La desinformación mediática nos ha acompañado durante todo el periodo del recientemente concluido Sínodo sobre la familia. Sin llegar a los extremos de noticias filtradas o incluso inventadas, ha sido evidente que pocos medios de comunicación se han preocupado por ayudarnos a entrar en el tema: «La vocación y la misión de la familia en la Iglesia y en el mundo contemporáneo». Un tema de largo alcance, un tema valiente de cara a los rápidos cambios a los que estamos asistiendo, un tema difícil. Lo que sí ha sido una ayuda para sumergirnos en la comprensión de los textos publicados por el Sínodo (a la espera, obviamente, del único verdaderamente autorizado que será el que proponga el Papa Francisco) y sobre todo de este delicado tema fue el encuentro promovido por el Centro Cultural de Milán el pasado 26 de octubre con la psicóloga Eugenia Scabini y el filósofo Fabrice Hadjadj.
La lección fundamental que los dos ponentes ofrecieron se refería al uso correcto de las palabras. Scabini, por ejemplo, puso en evidencia que los padres no «hacen niños», pero «tienen hijos»; parece una obviedad, pero en esta diferencia radica toda una concepción antropológica y social. En la palabra «hijo» (y no en la neutra «niño») se encierra el misterio de una generación que recibe y que, en el contexto de la familia, aprende al mismo tiempo. Desatando así un continuo proceso de humanización indispensable para el proceder de la sociedad, y por tanto algo que salvaguardar.
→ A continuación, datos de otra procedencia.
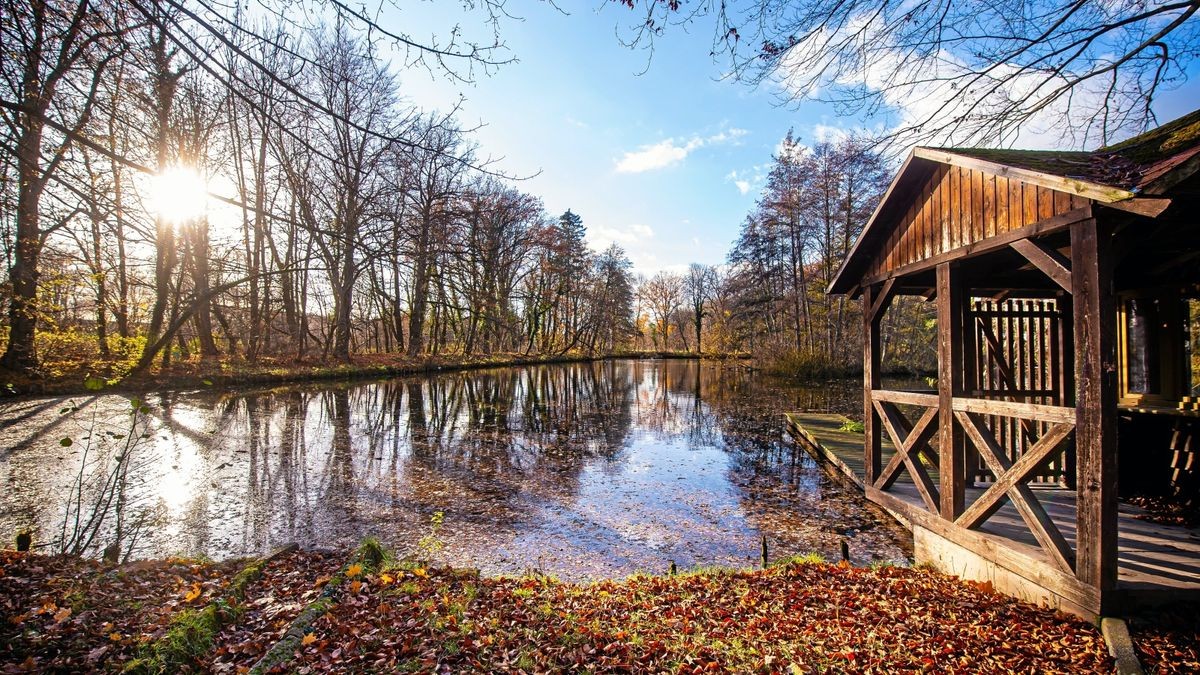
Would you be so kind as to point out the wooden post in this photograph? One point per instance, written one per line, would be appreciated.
(952, 469)
(871, 424)
(1096, 381)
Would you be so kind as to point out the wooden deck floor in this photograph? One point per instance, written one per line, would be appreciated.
(1153, 559)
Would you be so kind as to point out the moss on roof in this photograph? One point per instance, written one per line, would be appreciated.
(1128, 165)
(1157, 144)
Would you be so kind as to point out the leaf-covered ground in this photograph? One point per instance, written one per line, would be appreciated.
(807, 617)
(69, 615)
(63, 614)
(1168, 638)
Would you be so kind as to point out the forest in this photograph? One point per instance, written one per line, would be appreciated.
(183, 184)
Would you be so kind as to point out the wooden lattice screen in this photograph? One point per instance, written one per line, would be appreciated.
(1020, 350)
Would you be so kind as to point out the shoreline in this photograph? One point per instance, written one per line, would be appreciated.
(289, 371)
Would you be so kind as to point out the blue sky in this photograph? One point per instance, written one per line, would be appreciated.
(666, 162)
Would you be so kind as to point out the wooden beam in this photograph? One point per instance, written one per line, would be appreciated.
(1043, 227)
(989, 502)
(1149, 207)
(916, 436)
(894, 423)
(1045, 260)
(1036, 412)
(924, 399)
(1002, 551)
(871, 368)
(883, 299)
(1096, 381)
(952, 469)
(1009, 481)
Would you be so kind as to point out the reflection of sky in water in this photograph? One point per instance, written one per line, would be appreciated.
(583, 470)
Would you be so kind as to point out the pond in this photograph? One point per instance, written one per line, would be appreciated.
(582, 470)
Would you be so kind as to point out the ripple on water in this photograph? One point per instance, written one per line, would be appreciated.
(577, 470)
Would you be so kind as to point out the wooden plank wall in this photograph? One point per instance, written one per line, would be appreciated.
(958, 207)
(1030, 365)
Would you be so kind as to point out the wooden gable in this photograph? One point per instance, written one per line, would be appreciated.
(957, 207)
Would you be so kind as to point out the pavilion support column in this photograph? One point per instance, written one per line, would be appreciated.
(871, 424)
(1096, 381)
(952, 470)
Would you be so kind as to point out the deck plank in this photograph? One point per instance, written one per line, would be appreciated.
(1152, 559)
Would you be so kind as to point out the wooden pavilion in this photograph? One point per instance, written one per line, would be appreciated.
(1067, 290)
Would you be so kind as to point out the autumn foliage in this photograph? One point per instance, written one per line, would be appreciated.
(64, 614)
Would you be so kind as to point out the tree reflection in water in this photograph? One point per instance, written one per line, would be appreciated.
(580, 470)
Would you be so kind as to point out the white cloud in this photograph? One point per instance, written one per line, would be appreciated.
(672, 151)
(826, 133)
(748, 180)
(634, 233)
(925, 90)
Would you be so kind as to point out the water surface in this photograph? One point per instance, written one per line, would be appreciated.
(579, 470)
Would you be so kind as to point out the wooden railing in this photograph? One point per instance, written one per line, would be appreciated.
(912, 444)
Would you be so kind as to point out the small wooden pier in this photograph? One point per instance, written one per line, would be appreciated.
(1067, 298)
(1155, 562)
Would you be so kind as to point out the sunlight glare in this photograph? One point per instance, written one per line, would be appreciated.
(179, 195)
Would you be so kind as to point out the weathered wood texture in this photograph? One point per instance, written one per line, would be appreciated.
(1015, 354)
(959, 207)
(1096, 374)
(1006, 537)
(952, 469)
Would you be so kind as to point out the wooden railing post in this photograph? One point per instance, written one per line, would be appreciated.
(952, 471)
(1096, 381)
(871, 436)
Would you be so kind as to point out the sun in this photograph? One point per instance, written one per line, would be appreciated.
(179, 195)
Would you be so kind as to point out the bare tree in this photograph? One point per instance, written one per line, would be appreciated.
(53, 66)
(664, 294)
(963, 71)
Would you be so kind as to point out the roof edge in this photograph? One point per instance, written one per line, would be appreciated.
(1099, 192)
Por su parte, Hadjadj ofreció una densa reflexión donde cada frase nos exigiría detenernos para medirnos con un uso extremadamente estimulante de las palabras. Comenzó afirmando que lo que se está librando alrededor de la familia no es una batalla de ideologías contrapuestas, ya no estamos en esa época. La cuestión es inmensamente más radical: la tecnología está transformando a fondo nuestra percepción del ser, de la vida, de las relaciones. En este sentido, el desafío es mucho más profundo que «defender el valor de la familia». Si ese valor fuera la generación, ¿por qué afanarse por las vías tradicionales (las relaciones sexuales) cuando la tecnología permite seleccionar hijos sin defectos? Si el valor de la familia fuera educar e instruir a los pequeños, ¿no lo haría mejor un orfanato dotado de personal super especializado para ello? En resumen, en la propia palabra «valor» subyace en último término la lógica cuantitativa de la tecnología dominante y, por tanto, detenerse en ello quiere decir empeñarse en una batalla ya perdida de antemano.
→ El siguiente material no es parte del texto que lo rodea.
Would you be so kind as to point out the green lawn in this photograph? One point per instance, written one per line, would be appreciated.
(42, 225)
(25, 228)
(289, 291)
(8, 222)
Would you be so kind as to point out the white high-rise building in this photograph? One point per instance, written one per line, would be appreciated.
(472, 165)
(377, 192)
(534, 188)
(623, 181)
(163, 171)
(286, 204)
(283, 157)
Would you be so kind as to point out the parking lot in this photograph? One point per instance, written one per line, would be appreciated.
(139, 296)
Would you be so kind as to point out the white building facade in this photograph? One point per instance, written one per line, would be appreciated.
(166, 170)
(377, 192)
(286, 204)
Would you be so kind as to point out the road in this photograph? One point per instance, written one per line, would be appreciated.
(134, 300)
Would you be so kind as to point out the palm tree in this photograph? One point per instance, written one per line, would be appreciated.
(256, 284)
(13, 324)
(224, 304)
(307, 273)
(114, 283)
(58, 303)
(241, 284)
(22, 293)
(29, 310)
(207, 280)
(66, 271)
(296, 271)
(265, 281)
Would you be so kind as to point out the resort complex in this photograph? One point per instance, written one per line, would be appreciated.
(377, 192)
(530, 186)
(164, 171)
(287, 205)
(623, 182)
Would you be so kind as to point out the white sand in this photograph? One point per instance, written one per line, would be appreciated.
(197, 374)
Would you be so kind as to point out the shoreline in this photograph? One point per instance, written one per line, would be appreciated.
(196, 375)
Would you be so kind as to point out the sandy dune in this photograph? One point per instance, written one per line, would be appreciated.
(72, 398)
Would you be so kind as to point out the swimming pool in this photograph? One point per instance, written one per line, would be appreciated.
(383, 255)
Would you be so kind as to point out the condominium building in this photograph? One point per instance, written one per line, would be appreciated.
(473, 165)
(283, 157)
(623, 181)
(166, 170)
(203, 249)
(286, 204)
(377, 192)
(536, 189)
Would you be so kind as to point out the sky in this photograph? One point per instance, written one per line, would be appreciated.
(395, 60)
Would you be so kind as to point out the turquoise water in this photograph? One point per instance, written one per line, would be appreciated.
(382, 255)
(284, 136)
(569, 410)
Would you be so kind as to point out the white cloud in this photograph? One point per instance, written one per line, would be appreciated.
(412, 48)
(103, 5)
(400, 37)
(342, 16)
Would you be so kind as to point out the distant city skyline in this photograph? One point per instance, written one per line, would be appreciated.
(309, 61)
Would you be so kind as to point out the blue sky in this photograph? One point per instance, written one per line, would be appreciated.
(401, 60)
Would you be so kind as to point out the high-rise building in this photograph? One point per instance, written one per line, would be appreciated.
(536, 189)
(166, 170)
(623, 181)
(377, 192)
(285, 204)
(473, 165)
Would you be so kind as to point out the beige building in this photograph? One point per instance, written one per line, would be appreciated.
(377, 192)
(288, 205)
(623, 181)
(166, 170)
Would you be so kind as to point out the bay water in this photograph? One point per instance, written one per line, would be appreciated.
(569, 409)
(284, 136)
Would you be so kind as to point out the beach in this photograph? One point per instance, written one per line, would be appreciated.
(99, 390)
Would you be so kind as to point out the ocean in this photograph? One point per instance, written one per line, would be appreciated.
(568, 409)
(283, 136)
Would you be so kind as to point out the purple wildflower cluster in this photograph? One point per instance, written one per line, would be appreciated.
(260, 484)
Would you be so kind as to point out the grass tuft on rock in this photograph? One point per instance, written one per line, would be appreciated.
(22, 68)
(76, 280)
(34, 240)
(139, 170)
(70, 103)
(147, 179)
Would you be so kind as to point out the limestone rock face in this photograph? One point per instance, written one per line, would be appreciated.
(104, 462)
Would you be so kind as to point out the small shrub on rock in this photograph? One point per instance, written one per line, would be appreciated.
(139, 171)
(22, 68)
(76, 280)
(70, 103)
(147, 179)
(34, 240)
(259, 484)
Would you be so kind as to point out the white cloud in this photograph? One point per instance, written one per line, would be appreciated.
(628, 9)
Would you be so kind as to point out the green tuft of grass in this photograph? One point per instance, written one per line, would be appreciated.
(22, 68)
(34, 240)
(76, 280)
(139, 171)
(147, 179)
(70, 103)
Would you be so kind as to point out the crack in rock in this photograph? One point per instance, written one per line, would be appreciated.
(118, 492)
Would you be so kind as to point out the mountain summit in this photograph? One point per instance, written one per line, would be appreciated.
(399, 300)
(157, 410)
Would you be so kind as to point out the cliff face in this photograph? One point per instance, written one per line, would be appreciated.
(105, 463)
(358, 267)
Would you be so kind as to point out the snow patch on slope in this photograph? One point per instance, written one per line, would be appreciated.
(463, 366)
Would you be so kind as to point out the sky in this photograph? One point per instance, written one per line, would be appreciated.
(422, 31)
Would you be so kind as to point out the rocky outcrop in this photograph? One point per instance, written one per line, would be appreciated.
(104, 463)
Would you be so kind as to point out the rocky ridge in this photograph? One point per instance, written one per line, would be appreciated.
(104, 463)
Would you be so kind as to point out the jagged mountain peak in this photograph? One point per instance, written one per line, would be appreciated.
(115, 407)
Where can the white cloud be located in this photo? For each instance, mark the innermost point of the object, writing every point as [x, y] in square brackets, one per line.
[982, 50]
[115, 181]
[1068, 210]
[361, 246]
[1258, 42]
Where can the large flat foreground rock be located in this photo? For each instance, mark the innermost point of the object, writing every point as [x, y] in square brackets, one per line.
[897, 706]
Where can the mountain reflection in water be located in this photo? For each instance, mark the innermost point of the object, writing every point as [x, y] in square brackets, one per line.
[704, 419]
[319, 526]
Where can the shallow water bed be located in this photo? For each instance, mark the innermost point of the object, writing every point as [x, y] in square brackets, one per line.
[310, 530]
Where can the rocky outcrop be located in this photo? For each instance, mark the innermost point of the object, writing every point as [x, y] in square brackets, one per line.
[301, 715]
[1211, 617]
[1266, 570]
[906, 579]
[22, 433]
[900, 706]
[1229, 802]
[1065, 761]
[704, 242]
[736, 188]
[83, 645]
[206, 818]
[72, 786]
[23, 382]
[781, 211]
Entonces, ¿por dónde empezar? Por el redescubrimiento de la desconocida (para nosotros, hombres de la tecnología) grandeza que hay dentro del «hecho» de la familia, su propio «ser». Una madre que soporta ver cómo se deforma su cuerpo para generar un hijo, en cierto modo reconoce y acepta que la criatura no es un «producto» suyo; ser conscientes de esto es una revolución, una grieta enorme que se abre en la lógica de la fabricación tecnológica. Un padre que reconoce y acepta ser autoridad no porque pueda ser impecable (y esta es la experiencia inevitable que todo padre leal está obligado a vivir), sino simplemente por el «hecho» de que «es» padre, remite a sus hijos y a sí mismo a una autoridad que le precede, al Padre que es fuente de toda paternidad y, sobre todo, que es capaz de ofrecer el perdón por errores ineluctables.
Comprender «la vocación y la misión de la familia» es por tanto el compromiso más profundo, amplio como horizonte y nuevo como perspectiva. Hadjadj lo evocó también al decir que paradójicamente el documento pontificio más interesante sobre la familia ha sido por el momento la encíclica Laudato si', que pone en discusión el parámetro económico como el único útil para explicar la vida social, y el gesto más importante la convocatoria del Año Santo de la Misericordia, sin la cual el «hecho» de la familia (como cualquier relación) no podría mantenerse.